Simple harmonic motion (SHM) is a type of oscillation in which the acceleration of the moving object is proportional to its displacement from a neutral position. It is the type of motion that is exhibited by a mass oscillating on a spring. Simple harmonic motion also appears in many other physical systems, such as swinging pendulums or electrical circuits.

The typical example of a simple harmonic oscillator is a system in which a mass is attached to one end of a spring, and the other end of the spring is fixed.

When the mass is pulled until it is a distance x from its original position, the spring stretches and a tension force acts on the mass. This force is:

F = -kx

where k is the spring constant and x is the size of the displacement. The minus sign is present because the force acts in the opposite direction to the displacement.

When the mass is released from a displacement x₀, this force causes the mass to accelerate back towards its original position, according to the Newton's formula F = ma (force is mass times acceleration). However, because the mass continues to accelerate as it approaches its original neutral position, it overshoots its original position and the spring goes into compression. The compressed spring then exerts a force that decelerates the mass. The mass slows to a stop at a displacement of -x₀, and the force acts to accelerate the mass back towards its original position. The mass continues to oscillate between positions x₀ and -x₀.
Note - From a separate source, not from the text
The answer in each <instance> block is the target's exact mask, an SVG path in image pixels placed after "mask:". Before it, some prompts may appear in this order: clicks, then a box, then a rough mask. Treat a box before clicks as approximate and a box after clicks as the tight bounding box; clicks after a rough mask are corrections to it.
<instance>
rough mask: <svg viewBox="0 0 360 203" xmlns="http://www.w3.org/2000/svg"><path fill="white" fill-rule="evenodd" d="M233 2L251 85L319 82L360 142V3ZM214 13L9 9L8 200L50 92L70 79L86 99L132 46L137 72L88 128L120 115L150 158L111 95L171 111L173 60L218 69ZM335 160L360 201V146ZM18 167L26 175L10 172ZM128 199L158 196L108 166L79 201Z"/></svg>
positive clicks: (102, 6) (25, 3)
By equating the two expressions for F and writing the acceleration as
a = m d²x/dt², we can write down a second-order differential equation which describes the motion:

d²x/dt² = -(k/m)x

The solution to this equation is:

x = x₀ cos(ωt), where ω=√(k/m) is the frequency of the oscillation and x₀ is the initial displacement.

Each full oscillation takes 2π/ω seconds to complete.

In the absence of friction, the mass on the spring would continue oscillating in this way for all eternity. However, in reality, energy is lost through frictional forces and the oscillation gradually decreases in amplitude until finally it stops altogether. This is known as damped simple harmonic motion:

Read hub on Damped Simple Harmonic Motion

The motion of a swinging pendulum, for example in a grandfather clock, is approximately simple harmonic motion. The approximation holds providing the amplitude of the pendulum's swing is small.

The flow of current in an electrical circuit containing a resistor, an inductor and a capacitor (an RLC circuit) is another example of simple harmonic motion. In this case, the voltage across the plates of the capacitor drives current to flow through the circuit. As the current flows through the inductor, a magnetic field builds up around it which keeps the current flowing even when the voltage across the capacitor has reduced to zero. The flow of current gradually builds up a voltage in the opposite direction across the capacitor plates. This voltage decelerates the flow of current and eventually reverses its direction. The current oscillates backwards and forwards, continually changing direction, just like the mass on the spring. Adding a resistor to the circuit introduces damping which eventually causes the oscillations to die away to nothing. These circuits are used in the tuning mechanisms of analogue radios.